C’est un voyage de noces pas comme les autres que s’offrent Élise et Aymeric : la Route de la soie, à vélo, pendant onze mois ! lepetitjournal.com les a croisés à Chiang Mai.


Un matin, à la terrasse d’une boulangerie de Chiang Mai, ils dégustaient leur petit déjeuner avant d’attaquer une nouvelle journée de stage de massage. Puis ils sont montés sur leurs vélos… comme tous les jours.
Élise a 30 ans, Aymeric 32. Ils sont ingénieurs data de formation et se sont d’ailleurs connus alors qu’ils effectuaient leurs études à Télécom Bretagne. Avant de partir, ils vivaient à Courbevoie, en proche banlieue parisienne. « On avait l’impression de ne vivre que pour les week-ends », explique Aymeric. Alors ils ont pris la route vers l’est.
Objectif final : Phnom Penh
Il y a trois ans, ils avaient effectué un voyage au Cambodge où vit une sœur d’Aymeric.
« On avait loué des vélos pour se balader et réalisé que le rapport aux locaux n’était pas du tout le même, se souviennent-ils en chœur. Adultes et enfants se retournaient, essayaient d’engager la conversation. » Ils se sont mariés le 12 juillet 2025 (sans même savoir que vingt-sept ans plus tôt, jour pour jour, onze Bleus gagnaient 3-0 contre onze Brésiliens…) Ils sont arrivés chacun sur son vélo et sont repartis en tandem. Émouvant symbole. « On s’est dit que c’était le bon moment pour voir autre chose. » Et les voilà partis pour un très long voyage de noces. Tous deux ont pris onze mois de congé sabbatique, équipé de nouveaux vélos et pris la route avec pour objectif final de rendre visite à nouveau à la sœur d’Aymeric, cheffe cuisinière à Phnom Penh.

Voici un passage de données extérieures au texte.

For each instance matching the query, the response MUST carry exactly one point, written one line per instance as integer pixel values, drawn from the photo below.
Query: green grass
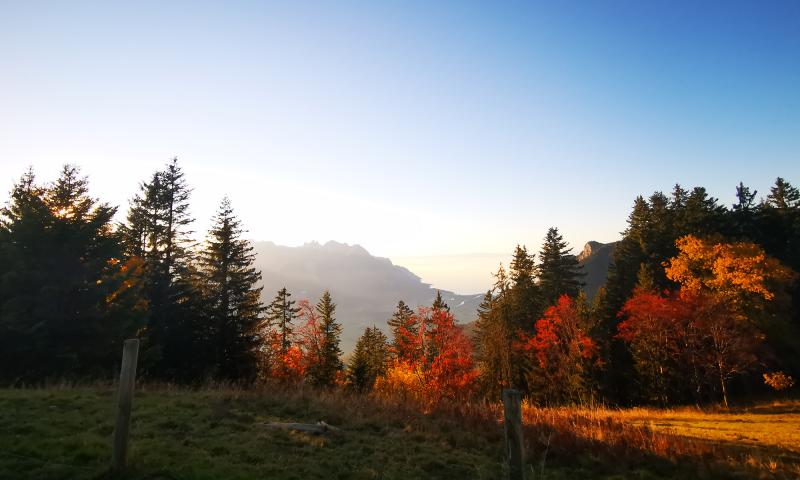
(66, 432)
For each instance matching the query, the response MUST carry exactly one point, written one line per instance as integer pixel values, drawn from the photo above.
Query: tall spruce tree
(403, 327)
(232, 299)
(524, 302)
(324, 372)
(438, 302)
(369, 359)
(158, 229)
(280, 315)
(558, 271)
(492, 348)
(66, 298)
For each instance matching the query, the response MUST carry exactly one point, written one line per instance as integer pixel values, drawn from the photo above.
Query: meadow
(65, 432)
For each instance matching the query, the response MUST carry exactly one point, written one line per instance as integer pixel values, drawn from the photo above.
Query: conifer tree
(524, 304)
(404, 332)
(281, 314)
(369, 359)
(559, 271)
(438, 302)
(158, 231)
(232, 299)
(325, 371)
(783, 195)
(66, 298)
(492, 348)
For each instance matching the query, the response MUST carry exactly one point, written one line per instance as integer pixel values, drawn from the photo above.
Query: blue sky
(416, 129)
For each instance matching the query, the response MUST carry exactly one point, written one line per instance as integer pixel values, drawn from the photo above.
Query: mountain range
(367, 288)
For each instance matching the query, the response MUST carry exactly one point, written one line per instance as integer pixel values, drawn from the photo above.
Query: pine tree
(783, 195)
(232, 299)
(66, 298)
(369, 359)
(404, 332)
(324, 373)
(492, 348)
(745, 214)
(281, 314)
(559, 271)
(524, 302)
(158, 231)
(438, 302)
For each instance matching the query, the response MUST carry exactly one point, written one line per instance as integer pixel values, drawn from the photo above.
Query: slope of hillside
(365, 288)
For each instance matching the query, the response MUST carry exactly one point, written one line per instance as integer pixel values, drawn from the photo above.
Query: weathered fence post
(512, 407)
(127, 378)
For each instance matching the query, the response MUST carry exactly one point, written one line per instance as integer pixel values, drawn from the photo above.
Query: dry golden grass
(175, 429)
(762, 441)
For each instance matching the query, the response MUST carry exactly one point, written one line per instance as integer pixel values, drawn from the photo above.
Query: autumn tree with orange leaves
(560, 355)
(438, 364)
(708, 331)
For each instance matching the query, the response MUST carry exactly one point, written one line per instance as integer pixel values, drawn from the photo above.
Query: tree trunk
(724, 388)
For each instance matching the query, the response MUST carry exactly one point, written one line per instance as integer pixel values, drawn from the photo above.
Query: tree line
(700, 301)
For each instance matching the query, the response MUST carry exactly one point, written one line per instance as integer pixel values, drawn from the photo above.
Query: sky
(438, 134)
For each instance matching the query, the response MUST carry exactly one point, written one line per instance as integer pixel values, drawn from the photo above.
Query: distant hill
(595, 259)
(365, 288)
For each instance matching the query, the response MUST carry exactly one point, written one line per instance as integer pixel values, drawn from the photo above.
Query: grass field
(66, 432)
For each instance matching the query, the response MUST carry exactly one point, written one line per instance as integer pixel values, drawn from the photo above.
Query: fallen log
(318, 428)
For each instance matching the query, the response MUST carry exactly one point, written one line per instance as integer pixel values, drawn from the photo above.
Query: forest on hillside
(701, 305)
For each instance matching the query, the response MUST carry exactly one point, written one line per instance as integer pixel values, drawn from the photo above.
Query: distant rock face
(595, 259)
(365, 288)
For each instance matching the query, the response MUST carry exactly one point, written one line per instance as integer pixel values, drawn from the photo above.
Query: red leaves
(436, 363)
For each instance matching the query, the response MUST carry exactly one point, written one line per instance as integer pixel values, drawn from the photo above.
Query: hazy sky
(415, 129)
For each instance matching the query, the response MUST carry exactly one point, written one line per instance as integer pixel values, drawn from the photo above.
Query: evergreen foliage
(559, 271)
(438, 302)
(280, 315)
(369, 360)
(232, 300)
(324, 373)
(67, 297)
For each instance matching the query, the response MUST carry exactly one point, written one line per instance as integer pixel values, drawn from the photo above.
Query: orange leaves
(561, 352)
(436, 364)
(729, 269)
(559, 336)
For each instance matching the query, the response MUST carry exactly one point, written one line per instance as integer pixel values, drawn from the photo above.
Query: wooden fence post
(512, 407)
(127, 379)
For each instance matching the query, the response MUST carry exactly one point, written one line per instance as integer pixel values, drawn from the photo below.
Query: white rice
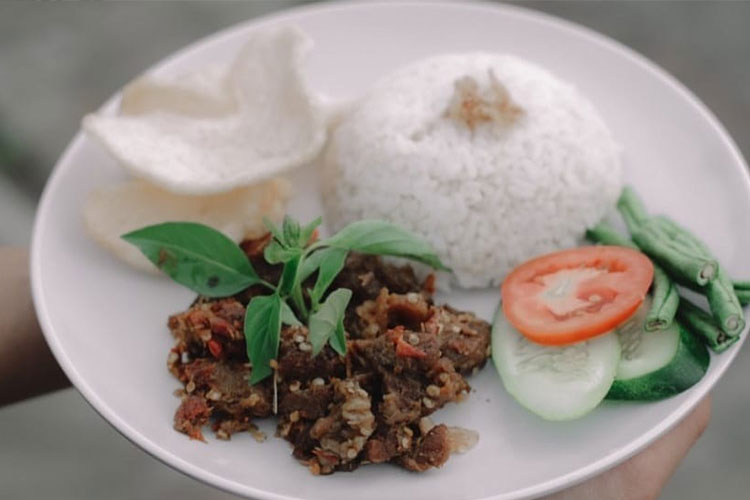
(486, 197)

Mais par où commencer ? « Quand on regarde la carte du monde vue de la DGSE, il y a beaucoup de rouge, admettent-ils. La Route de la soie est un trajet assez classique dans le monde du cyclotourisme. Alors nous l’avons suivie, avec quelques crochets. On avait demandé aux invités du mariage, sur une grande bâche, de marquer des étapes pour nous. Chiang Mai en faisait partie. »
Étape à Chiang Mai pour un stage de massage
Il y avait une autre raison pour passer par là. Il y a longtemps, Aymeric voulait être ostéopathe mais ses parents ont dit non. Élise a eu des soucis de dos et il l’a massée. Sans talent particulier… Ils se sont donc dit qu’ils allaient apprendre et que c’était le bon endroit. D’où les quelques jours à Chiang Mai et le stage de massage. De la Thaïlande, ils ne savent pas encore grand-chose, à part qu’ils en adorent la nourriture. Ils sont arrivés il y a cinq jours. Après deux jours à Bangkok, ils ont pris le train jusqu’à Chiang Mai. Ils redescendront à vélo et espèrent enfin rencontrer du monde, pas celui que l’on croise en ville. Ensuite, direction le Laos et le Cambodge, à vélo, puis retour.
Ils ont pris leurs billets de Transsibérien il y a deux jours. En fonction des distances, de la taille des pays, des durées des visas, le train et le bus se substituent parfois au deux-roues. « Et puis il y a les galères mécaniques, physiques, le climat, les passages de frontières », expliquent-ils encore.
Maintenant, on ose beaucoup plus

S’ils ne savent pas encore exactement que penser de la Thaïlande, ils resteront très marqués par leur passage en Turquie. Pour la première fois du voyage, cette entrée en Orient coïncidait avec un changement de mentalité. « Les gens arrêtaient leurs voitures pour nous souhaiter la bienvenue. » Petit à petit, ces comportements les ont débridés. « Au début, on n’osait pas demander à loger chez l’habitant. Maintenant, on ose beaucoup plus. »
Certainement pas le voyage d’une vie
En partant, Élise n’avait pas peur du danger mais du manque des autres. Aymeric avait la crainte de rentrer comme il était parti, que ce voyage ne soit qu’une parenthèse, si possible enchantée. Ce ne sera pas le cas. Ils ont envie, au retour, d’être plus accueillants, comme l’ont été ceux qu’ils ont croisé. Ils vont reprendre le travail mais en s’organisant mieux, pour être plus libres en dehors. Ils n’ont pas d’appréhension mais ne veulent plus de métro-boulot-dodo. Ils savent le confort de la France, le plaisir de la famille et des amis et veulent en profiter plus et mieux. Peut-être en quittant Courbevoie pour le Beaujolais et la data pour le vin.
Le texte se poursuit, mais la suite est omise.